Danske Bank had oversight systems in place that could indicate money laundering, as required by AML statutes. In this case, the failure of bank employees to follow up on the initial alarms may end up costing the company as much as $670 million. The bank concluded in its own investigation that “it was major deficiencies in controls and governance that made it possible to use Danske Bank’s branch in Estonia for criminal activities such as money laundering.”
Over time, the EU has seen the need create and adhere to clear regulations that apply across borders. Denmark was reprimanded last year in a report by the Financial Action Task Force, an international organization that monitors compliance with global regulations, for its inadequate money laundering efforts.

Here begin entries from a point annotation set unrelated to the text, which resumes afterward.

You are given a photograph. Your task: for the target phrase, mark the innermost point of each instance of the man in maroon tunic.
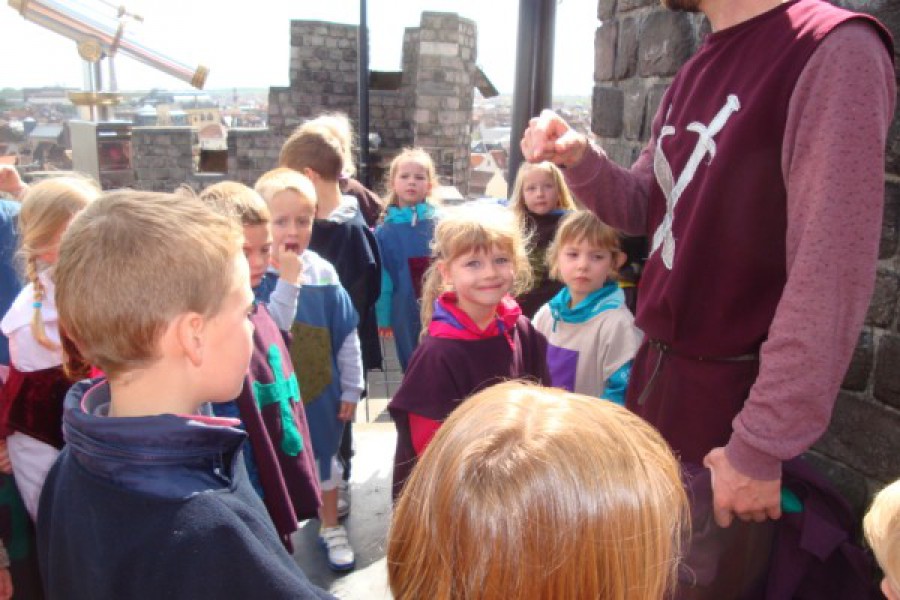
(761, 189)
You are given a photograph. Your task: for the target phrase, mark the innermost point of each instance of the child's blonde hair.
(46, 210)
(470, 228)
(133, 261)
(236, 199)
(313, 146)
(278, 180)
(563, 195)
(339, 125)
(882, 528)
(530, 492)
(583, 225)
(413, 155)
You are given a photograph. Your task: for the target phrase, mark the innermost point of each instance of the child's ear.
(188, 335)
(310, 174)
(444, 272)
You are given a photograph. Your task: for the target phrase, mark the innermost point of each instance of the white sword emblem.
(673, 190)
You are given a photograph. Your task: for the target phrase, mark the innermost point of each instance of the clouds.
(247, 44)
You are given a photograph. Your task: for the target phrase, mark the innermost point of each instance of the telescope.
(98, 35)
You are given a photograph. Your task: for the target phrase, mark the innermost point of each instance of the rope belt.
(664, 349)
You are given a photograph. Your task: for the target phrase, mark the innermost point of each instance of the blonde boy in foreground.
(882, 528)
(149, 499)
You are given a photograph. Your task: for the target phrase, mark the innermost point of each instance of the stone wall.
(638, 49)
(164, 157)
(432, 108)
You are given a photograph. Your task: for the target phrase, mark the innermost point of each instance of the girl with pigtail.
(404, 238)
(31, 409)
(475, 334)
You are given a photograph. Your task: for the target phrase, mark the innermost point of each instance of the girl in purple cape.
(475, 333)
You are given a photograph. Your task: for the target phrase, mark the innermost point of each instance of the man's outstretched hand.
(737, 495)
(550, 138)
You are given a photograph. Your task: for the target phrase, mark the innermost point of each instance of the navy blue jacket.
(156, 507)
(9, 280)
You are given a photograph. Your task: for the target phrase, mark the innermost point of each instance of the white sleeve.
(283, 304)
(349, 359)
(31, 460)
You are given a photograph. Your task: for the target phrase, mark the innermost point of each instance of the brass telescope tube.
(76, 24)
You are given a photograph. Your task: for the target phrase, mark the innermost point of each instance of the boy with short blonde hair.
(341, 236)
(149, 498)
(882, 527)
(278, 453)
(305, 295)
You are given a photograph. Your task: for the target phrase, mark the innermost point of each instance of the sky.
(246, 44)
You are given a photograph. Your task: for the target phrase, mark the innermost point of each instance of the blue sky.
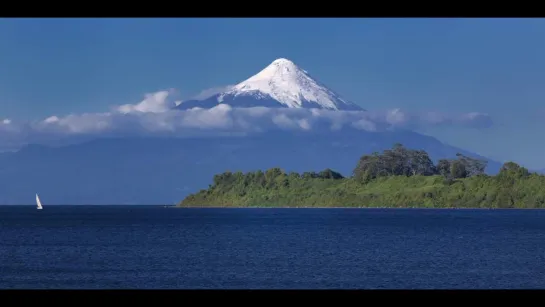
(63, 66)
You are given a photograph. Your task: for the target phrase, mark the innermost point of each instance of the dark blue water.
(156, 247)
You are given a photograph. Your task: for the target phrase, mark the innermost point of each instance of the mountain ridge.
(282, 84)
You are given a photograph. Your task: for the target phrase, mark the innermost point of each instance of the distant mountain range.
(155, 170)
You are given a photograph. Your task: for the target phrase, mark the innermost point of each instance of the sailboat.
(38, 203)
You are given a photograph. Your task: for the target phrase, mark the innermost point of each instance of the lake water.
(112, 247)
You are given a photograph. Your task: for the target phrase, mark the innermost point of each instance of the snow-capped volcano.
(281, 84)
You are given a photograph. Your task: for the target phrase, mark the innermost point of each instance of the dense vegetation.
(398, 177)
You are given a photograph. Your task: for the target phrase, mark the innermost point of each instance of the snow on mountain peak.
(291, 86)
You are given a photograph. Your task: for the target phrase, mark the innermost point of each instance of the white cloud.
(211, 92)
(154, 116)
(153, 103)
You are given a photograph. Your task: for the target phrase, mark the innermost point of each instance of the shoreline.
(355, 208)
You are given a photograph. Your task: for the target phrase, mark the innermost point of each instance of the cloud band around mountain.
(154, 116)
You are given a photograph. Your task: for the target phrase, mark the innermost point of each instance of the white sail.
(38, 202)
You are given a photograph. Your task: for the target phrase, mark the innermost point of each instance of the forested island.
(398, 178)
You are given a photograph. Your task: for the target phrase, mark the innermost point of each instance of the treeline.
(397, 177)
(401, 161)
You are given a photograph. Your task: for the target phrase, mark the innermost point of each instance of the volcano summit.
(282, 84)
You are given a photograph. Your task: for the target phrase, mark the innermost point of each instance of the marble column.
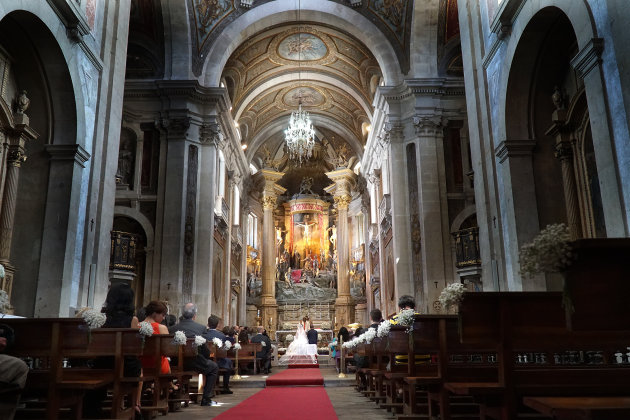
(15, 157)
(269, 201)
(211, 139)
(436, 250)
(343, 180)
(519, 212)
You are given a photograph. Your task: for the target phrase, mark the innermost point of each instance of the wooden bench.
(581, 408)
(536, 354)
(48, 341)
(439, 335)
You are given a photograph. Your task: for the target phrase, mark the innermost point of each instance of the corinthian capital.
(269, 202)
(429, 125)
(342, 201)
(210, 134)
(16, 157)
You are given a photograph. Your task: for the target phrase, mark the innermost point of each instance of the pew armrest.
(475, 388)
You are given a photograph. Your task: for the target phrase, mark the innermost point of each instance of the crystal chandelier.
(300, 135)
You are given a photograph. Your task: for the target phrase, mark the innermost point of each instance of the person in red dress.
(156, 312)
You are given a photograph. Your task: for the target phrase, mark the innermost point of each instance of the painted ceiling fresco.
(271, 73)
(209, 17)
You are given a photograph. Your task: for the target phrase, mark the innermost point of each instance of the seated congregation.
(109, 364)
(508, 355)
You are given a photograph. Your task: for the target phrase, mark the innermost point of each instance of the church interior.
(270, 160)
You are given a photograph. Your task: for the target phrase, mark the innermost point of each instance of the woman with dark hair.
(156, 311)
(119, 313)
(243, 336)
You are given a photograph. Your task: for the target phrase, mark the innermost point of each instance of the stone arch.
(48, 192)
(281, 11)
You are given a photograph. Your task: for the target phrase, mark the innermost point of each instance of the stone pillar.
(518, 199)
(268, 298)
(15, 159)
(211, 140)
(344, 305)
(436, 255)
(15, 156)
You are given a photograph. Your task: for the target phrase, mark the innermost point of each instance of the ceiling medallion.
(300, 135)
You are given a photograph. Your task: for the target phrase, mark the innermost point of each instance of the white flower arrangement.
(369, 335)
(93, 318)
(549, 251)
(383, 329)
(452, 295)
(146, 330)
(199, 341)
(405, 317)
(180, 338)
(4, 301)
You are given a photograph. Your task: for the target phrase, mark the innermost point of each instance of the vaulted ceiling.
(332, 73)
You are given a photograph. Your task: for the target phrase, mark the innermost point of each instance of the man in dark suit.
(202, 363)
(312, 335)
(377, 317)
(265, 354)
(222, 362)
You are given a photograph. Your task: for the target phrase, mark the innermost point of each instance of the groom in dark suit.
(312, 335)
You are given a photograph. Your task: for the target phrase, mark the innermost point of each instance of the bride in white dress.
(299, 351)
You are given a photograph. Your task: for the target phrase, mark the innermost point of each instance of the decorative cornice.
(428, 125)
(189, 90)
(68, 152)
(16, 157)
(269, 202)
(211, 135)
(342, 201)
(588, 57)
(513, 148)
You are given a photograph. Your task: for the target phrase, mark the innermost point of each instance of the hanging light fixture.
(300, 135)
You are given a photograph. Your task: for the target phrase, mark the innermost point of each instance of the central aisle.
(290, 394)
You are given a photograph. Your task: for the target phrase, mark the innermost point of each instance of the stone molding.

The report specifically cited that Danske had “extensive shortcomings, including no coordinated plans and insufficient resources.”
For most organizations, protection against advanced forms of money laundering such as Transaction Laundering, are likely nonexistent, which means they don’t even know what to look for.
The only way to begin attacking a problem like that is with the incorporation of advanced, automated systems that can detect compliance issues and illegal activity. Then it’s up to businesses to stay updated and follow up on any problems.
And when it comes to harder-to-detect schemes, like transaction laundering, these organizations need the proper tools and technology to detect them before the alarms sound. Digital problems require digital solutions. Maintaining a comprehensive risk management process is the best way to avoid the ire of authorities, customers and investors — and a tremendous loss of reputation.